Choosing a New Path After Incarceration
Every year nearly 600,000 people are released from prisons in the United States. Once out, their success varies widely. For some, release is a revolving door and they end up back in prison for new crimes within a year.
But others go on to find jobs, create stable lives, and never return. And one path to that successful outcome is to complete a college degree.
College graduates have marketable skills that translate into better-paying jobs. They learn to collaborate, communicate, and become tech-fluent. They develop capacity for engaging and solving complex problems. Their better-paying jobs help them stabilize their lives and reduce recidivism.

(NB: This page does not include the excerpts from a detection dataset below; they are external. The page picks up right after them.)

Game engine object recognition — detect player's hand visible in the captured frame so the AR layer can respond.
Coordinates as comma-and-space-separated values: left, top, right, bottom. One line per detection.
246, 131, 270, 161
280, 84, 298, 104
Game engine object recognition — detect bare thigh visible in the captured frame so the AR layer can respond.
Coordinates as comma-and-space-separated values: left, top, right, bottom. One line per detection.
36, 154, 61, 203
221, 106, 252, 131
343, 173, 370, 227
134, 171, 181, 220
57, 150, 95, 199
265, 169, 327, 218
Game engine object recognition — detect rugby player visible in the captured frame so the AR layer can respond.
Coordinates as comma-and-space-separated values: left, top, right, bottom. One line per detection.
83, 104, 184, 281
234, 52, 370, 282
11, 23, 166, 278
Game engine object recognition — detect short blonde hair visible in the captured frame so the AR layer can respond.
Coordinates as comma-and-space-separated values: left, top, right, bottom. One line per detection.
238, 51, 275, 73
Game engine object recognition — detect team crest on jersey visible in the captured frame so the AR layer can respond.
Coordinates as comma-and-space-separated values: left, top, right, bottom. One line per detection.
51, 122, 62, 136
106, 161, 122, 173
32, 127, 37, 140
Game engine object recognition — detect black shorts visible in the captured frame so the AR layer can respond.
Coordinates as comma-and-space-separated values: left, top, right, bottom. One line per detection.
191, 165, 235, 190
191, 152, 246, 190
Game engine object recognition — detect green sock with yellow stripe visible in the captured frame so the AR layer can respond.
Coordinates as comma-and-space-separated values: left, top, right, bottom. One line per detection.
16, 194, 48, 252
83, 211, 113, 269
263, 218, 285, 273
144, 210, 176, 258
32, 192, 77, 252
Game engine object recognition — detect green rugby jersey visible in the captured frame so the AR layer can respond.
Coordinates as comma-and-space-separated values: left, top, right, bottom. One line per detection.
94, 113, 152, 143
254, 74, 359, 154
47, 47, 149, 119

In Washington, our colleges and universities are beginning to play a more active role in the prison to work pipeline. I know this thanks to the work of one of our recent graduates.
James Jackson ’19, “JJ,” welcomes and advises formerly incarcerated students on how to navigate our college and its many Choosing a New Path After Incarceration by George S. Bridges programs. Supported by the state Department of Corrections, JJ also participates actively in Evergreen’s pre-college program at the Green Hill School in Chehalis, a secure facility for incarcerated youth. As a graduate and former student in Evergreen’s Gateways for Incarcerated Youth program, JJ is now serving in our admissions office as Evergreen’s education re-entry navigator.
JJ’s work is being recognized. Each year, Washington’s governor selects three outstanding student leaders to receive a significant award for addressing critical issues in their communities. In recognition of his work with formerly incarcerated students, JJ received Gov. Jay Inslee’s Civic Leadership Award at the Students Serving Washington Awards Ceremony April 19, 2019 in Seattle.
Formerly incarcerated himself, JJ’s efforts will play a role in reducing recidivism in our state. Formerly incarcerated individuals will experience greater success in school, improved opportunities for meaningful work when they graduate, and more stable lives as citizens.
The impact on our communities can be significant. Fewer people will return to our prisons and jails, levels of crime will be lower, the burden of arresting, prosecuting, and sentencing will diminish, and fewer community members will be victimized.
At Evergreen, initiatives like JJ’s are often fueled by our students. The challenges that incarcerated people face on the “outside” are consequential. JJ’s award reminds us of what can happen when students study hard, embrace these types of challenges, and then create lasting solutions.